THE HOME IS INSPECTED
In many markets, you will have the home inspection after the contract is signed, rather than before. This is a better protection for the buyer. The inspection can reveal some nasty shocks, though. Your inspector may find a major problem with the furnace or the foundation. These are problems that must be fixed or the home cannot be conveyed. The seller then has to arrange to pay for the repairs, or have the repairs paid for out of the contract proceeds via a mechanic's lien. Before you can truly set the closing date, the repairs have to be made and approved by the buyer.

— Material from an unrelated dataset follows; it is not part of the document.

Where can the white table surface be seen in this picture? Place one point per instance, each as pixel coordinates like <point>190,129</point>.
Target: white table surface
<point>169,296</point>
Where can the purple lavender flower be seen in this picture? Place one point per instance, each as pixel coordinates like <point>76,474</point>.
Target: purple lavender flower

NEGOTIATIONS CONTINUE AS YOU GET READY TO MOVE
As you find a mover, pack your things, and arrange days off a work around the closing date, you will find that things can still change. It is the most intense, nerve-wracking time of the transaction -- waiting for the other shoe to drop. You think you may have addressed all the issues and closing will proceed without any other hitches, but negotiations still continue as you reevaluate the inspection report, or find out the chandelier you thought was included is actually excluded from the contract. As you revisit the home to show your relatives, your hopes raise, even through your doubts that the home will ever be yours increase.
CLOSING -- BE PREPARED FOR ANYTHING TO HAPPEN
Until closing, and even during closing, anything can happen. You find out that your closing costs are higher than you thought they would be because some additional service fees have been added by the lender. A glitch could come out in your credit report that delays the sale; a problem the owner was supposed to fix wasn't repaired in time; the homeowner can decide that she or he doesn't want to pay for the home warranty after all; the appraisal may come in the day before closing and be short of the asking price of the home. If so, the buyer, seller, and their agents have to figure out how to make up the shortfall. Do they lower the price of the home? Do the agents pay for the difference out of their commissions? How will last-minute problems be handled? The negotiating table is an emotionally explosive place. That is why closings are generally held in private rooms with the buyers and sellers separated.
YOU GET THE KEYS
It's all over. The home is yours. Congratulations.